This conceptualisation guides the empirical strategy in two important ways. First, the separation of the adoption decision from adoption intensity is operationalised through a probit model for the first hurdle and a truncated regression for the second, consistent with³⁴. Second, inclusion of both socio-institutional variables and detailed trait-level indicators ensures that the econometric model captures the multidimensional nature of technology uptake. Heterogeneity across locations such as differences between Oyo and Ogun States in market proximity, prior awareness campaigns, and consumer preferences is naturally accommodated within this structure. By combining socioeconomic, institutional and trait-specific drivers within a double-hurdle framework, the study advances understanding of how biofortified cassava can achieve scale in Nigeria’s food systems and provides a basis for designing policies and extension strategies that simultaneously enhance nutritional outcomes and farmer livelihoods^9,36.

Fig. 1

Source: Author modification.

Conceptual framework.

Methods

Study area

The study was conducted in Oyo and Ogun States (Fig. 2) in the Southwestern zone of Nigeria. Agriculture and allied activities constitute the main occupation of the people of this zone, and this serves the primary role of providing food, shelter, employment and industrial raw materials. The vegetation and climatic condition of the zone encourages the cultivation of crops like rice, yam, maize, and cassava, among other arable crops, and was purposively chosen because of its potential and present position among cassava-producing zones in the country. The zone consists of Oyo, Ogun, Osun, Lagos, Ondo, and Ekiti States. According to⁷, of the total national aggregate of cassava production within the Southwestern zone of Nigeria, Oyo and Ogun States recorded the highest cassava production figures^7,25. Some of the cassava varieties cultivated in the zone include odongbo, oko-iyawo, otherwise called toko-taya in some places, IITA, Texaco, Mojaporoofo, isunikankoniyan, idileruwa, and biofortified cassava varieties among others. Oyo State is located between latitudes 2⁰ 38¹ and 4⁰ 35¹ east of the Greenwich meridian. It is bounded in the north by Kwara State, in the east by Osun State, in the south by Ogun State and in the west partly by Ogun State and the Republic of Benin. The state has a population figure of 5,580,894 million consisting of 50.2 per cent male³⁹ and lies on a lowland, predominantly agrarian, and covers an approximate area of 28,454 km². The state has two distinct agro-ecological zones- the rain forest to the south and the derived savannah to the north and divided into four agricultural zones namely, Ibadan/Ibarapa, Oyo, Ogbomoso and Saki zones. The climate is equatorial, notably with dry and wet seasons and relatively high humidity. The wet season spans from April through October while the dry season lasts from November to March. The mean daily temperature throughout the year ranges between 25 °C and 35 °C. The climatic condition of the state favours the production of crops like maize, yam, millet, rice, plantain and cassava. Other crops that thrive in the state are cashew, citrus, tobacco and fruits. The state has two notable research institutes (IITA and IAR&T) that have national mandates to develop the production of cassava.

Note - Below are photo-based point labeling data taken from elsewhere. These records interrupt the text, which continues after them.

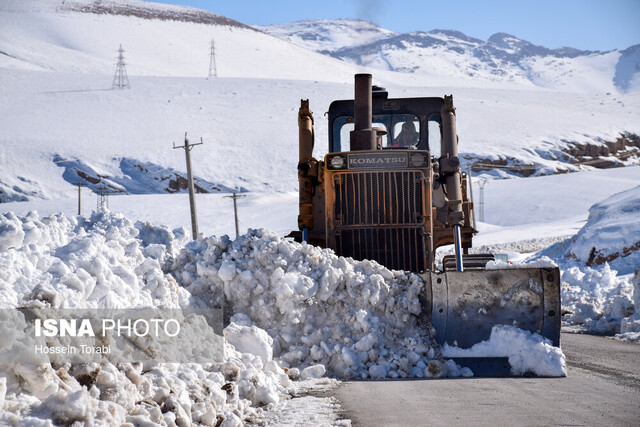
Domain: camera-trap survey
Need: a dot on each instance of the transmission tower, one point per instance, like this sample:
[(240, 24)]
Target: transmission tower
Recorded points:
[(482, 182), (120, 79), (213, 70)]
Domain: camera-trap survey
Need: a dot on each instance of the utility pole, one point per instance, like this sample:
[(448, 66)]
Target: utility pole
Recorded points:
[(213, 70), (482, 182), (192, 197), (120, 79), (235, 197), (79, 197), (103, 198)]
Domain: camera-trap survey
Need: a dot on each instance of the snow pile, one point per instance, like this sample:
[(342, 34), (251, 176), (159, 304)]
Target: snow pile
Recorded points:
[(612, 233), (630, 327), (542, 262), (356, 319), (105, 262), (596, 299), (527, 352)]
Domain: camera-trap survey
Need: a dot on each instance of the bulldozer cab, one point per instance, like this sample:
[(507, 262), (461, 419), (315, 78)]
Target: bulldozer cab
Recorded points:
[(391, 189), (396, 117)]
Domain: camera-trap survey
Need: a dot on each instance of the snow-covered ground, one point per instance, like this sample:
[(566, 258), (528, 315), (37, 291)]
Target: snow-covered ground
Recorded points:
[(300, 313)]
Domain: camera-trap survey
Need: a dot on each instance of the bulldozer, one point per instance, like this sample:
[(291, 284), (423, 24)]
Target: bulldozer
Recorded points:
[(391, 189)]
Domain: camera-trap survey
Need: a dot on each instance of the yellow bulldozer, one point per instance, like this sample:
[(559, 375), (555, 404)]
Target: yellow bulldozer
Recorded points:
[(391, 189)]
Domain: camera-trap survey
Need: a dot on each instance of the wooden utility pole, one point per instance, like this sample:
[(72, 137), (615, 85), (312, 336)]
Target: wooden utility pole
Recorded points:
[(192, 197), (235, 197)]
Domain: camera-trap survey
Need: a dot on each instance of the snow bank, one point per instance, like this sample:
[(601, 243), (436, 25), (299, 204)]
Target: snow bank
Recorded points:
[(527, 352), (300, 312), (356, 319), (543, 262), (106, 261), (611, 234), (596, 299), (630, 327)]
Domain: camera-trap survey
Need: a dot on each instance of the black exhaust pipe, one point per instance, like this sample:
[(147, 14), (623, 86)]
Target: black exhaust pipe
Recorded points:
[(363, 137)]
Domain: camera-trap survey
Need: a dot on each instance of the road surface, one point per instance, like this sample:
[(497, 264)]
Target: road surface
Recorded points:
[(602, 387)]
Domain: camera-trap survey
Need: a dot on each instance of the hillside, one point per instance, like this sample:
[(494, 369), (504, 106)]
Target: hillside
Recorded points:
[(501, 58), (63, 124)]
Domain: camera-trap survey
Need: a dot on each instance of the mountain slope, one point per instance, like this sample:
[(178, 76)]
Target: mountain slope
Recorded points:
[(502, 58), (82, 37), (63, 124)]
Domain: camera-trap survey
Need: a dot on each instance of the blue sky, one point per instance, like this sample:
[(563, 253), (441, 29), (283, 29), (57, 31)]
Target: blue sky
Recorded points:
[(583, 24)]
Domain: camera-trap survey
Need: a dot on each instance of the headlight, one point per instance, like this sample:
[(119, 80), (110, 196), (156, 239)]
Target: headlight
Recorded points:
[(337, 162), (418, 160)]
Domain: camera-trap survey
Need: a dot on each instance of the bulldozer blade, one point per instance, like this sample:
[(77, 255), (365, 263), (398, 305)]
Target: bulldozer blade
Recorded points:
[(465, 306)]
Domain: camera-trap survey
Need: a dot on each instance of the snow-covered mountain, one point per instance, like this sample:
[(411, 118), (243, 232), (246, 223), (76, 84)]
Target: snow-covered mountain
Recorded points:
[(63, 124), (503, 57)]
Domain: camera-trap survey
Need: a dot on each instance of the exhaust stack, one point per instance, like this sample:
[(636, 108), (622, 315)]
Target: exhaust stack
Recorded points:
[(363, 137)]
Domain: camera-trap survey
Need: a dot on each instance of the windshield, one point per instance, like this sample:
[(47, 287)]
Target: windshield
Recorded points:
[(400, 131)]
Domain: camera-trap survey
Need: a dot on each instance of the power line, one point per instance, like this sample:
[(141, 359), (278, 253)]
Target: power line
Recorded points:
[(192, 197)]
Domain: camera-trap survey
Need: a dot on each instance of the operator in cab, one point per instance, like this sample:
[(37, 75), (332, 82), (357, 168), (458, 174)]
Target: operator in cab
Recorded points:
[(407, 136)]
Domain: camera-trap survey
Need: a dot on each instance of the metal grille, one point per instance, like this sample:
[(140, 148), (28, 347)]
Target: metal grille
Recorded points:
[(379, 217), (379, 198), (395, 248)]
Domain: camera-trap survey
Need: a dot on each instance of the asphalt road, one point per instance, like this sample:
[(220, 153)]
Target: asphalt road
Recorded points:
[(602, 387)]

Ogun State is bounded in the North by Oyo State, Lagos State in the south, Ondo State in the East and the Republic of Benin in the West. The state lies within latitude 6⁰ 20’ and 7⁰ 58^’ N and longitude 2⁰ 40^’ to 4⁰ 35’ E of the Greenwich Meridian. It has a total land area of about 16,409.26km² with an estimated population of 3.8 million comprising 49.7 per cent male. The state has two dominant agro-ecologies- savannah and rain forest with four agricultural zones namely, Abeokuta, Ilaro, Ikenne and Ijebu-Ode. The major arable crops cultivated include rice, maize, cassava, fruits and vegetables while tree crops grown include oil palm, rubber, cocoa and kola-nut.

Fig. 2

Source: Authors modification using MATLAB software.

Map of Nigeria showing the southwest.

Sample selection procedure

The study population consists of cassava producing households in the study area. The sampling design was such that all households in the villages that cultivated and processed cassava within the last 12 months before the survey had equal chance of being selected. A multi-stage sampling procedure was employed to select respondents for the study (Table 1). The first stage involved a random selection of three agricultural zones (AZs) in each state to allow for spread and adequate representation. In the second stage, two local government areas (LGAs) that are known for the cultivation of biofortified cassava varieties were purposively selected from each of the three zones. In the third stage, purposive sampling technique was employed to select three villages that are known for high production of biofortified cassava and an equal number of villages that are not known for biofortified cassava production. In the last stage, stratified sampling technique was used to select nine cassava farming households from each village, to give a total of 648 household heads. The sample size of 648 households is justified as representative of farming households in Southwest Nigeria for studying biofortified cassava adoption and trait preference heterogeneity. It correlates with the statistical minimum for a 95% confidence level and 5% margin of error, accounts for population heterogeneity and potential clustering effects and aligns with the study’s analytical demands and regional scope. Compared to similar studies, it provides sufficient power and coverage, ensuring reliable inferences about the diverse factors influencing adoption in this context.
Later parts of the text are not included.